Alex Hollis, governance, risk and compliance (GRC) solutions director at cybersecurity and GRC services provider SureCloud, says there will be more fines to come from the regulators.
“The regulators may then move their focus to mid-tier organisations, which are not as well resourced to fight and likely haven’t taken as many steps around privacy, so as such the impact of the fines will be more dramatic.”
Opportunity or threat?
Sarah Armstrong-Smith, head of continuity and resilience at Fujitsu UK, says: “Economic, environmental, geopolitical, societal and technological threats are evolving on an unprecedented global scale. The sheer volume of connected devices increases the chances of multiple vulnerabilities from a security and privacy perspective, which further exasperates the risks.
“Those organisations that choose to operate from a place of trust and transparency, that do the right thing not because they need to, but because they want to, will achieve differentiation in a digital world.”

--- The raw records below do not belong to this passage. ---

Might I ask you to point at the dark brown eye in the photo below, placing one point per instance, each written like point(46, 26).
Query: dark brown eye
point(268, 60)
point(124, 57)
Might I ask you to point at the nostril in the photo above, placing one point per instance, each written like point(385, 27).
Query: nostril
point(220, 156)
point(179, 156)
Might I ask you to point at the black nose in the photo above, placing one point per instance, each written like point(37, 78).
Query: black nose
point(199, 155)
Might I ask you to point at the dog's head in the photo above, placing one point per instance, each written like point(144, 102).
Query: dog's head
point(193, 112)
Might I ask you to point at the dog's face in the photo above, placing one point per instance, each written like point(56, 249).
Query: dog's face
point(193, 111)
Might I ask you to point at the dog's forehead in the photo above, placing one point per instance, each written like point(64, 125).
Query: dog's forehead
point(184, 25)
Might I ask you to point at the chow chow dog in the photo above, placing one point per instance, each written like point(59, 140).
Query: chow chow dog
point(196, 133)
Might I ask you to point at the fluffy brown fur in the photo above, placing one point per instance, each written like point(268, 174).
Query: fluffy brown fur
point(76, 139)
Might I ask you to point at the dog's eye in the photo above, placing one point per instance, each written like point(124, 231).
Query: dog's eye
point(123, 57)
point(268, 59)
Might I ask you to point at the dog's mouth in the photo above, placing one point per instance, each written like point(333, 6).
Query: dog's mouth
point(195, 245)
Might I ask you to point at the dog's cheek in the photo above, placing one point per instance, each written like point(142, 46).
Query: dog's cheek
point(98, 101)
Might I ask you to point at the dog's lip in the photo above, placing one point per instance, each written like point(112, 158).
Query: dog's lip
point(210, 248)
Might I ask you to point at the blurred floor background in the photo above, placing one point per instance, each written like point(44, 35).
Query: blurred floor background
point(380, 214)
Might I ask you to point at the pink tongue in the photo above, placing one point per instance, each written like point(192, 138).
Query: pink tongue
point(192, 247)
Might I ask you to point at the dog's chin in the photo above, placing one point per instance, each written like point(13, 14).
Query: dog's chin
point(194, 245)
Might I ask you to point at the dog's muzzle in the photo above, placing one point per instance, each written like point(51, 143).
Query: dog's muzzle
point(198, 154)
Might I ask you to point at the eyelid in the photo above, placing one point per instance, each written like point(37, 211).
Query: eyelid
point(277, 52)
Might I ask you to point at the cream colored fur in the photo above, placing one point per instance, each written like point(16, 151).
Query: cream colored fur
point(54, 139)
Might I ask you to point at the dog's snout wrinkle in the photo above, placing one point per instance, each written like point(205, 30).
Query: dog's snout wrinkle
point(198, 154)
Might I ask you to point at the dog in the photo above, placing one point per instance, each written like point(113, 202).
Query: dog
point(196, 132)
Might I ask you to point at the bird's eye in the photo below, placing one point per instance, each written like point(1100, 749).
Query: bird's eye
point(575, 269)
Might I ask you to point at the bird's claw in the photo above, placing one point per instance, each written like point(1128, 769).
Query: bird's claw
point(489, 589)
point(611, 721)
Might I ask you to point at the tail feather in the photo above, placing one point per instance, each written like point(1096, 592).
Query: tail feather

It looks like GDPR is just the beginning of the journey that has and will continue to impact all of us, says John Mitchison, director of policy and compliance at the Direct Marketing Association.
“For regulators, GDPR has raised the bar in terms of expectations on how businesses should process consumer data and protective measures they must take to respect their privacy. If other regions across the globe want to share data with the EU, they will need to follow suit and some already have plans to do so.”
The California Consumer Privacy Act, which is due to take effect in January 2020, will significantly limit how companies handle, store and use consumer data, he adds. It is the first US-based law following in the footsteps of GDPR and has led to calls for a similar national framework across the United States.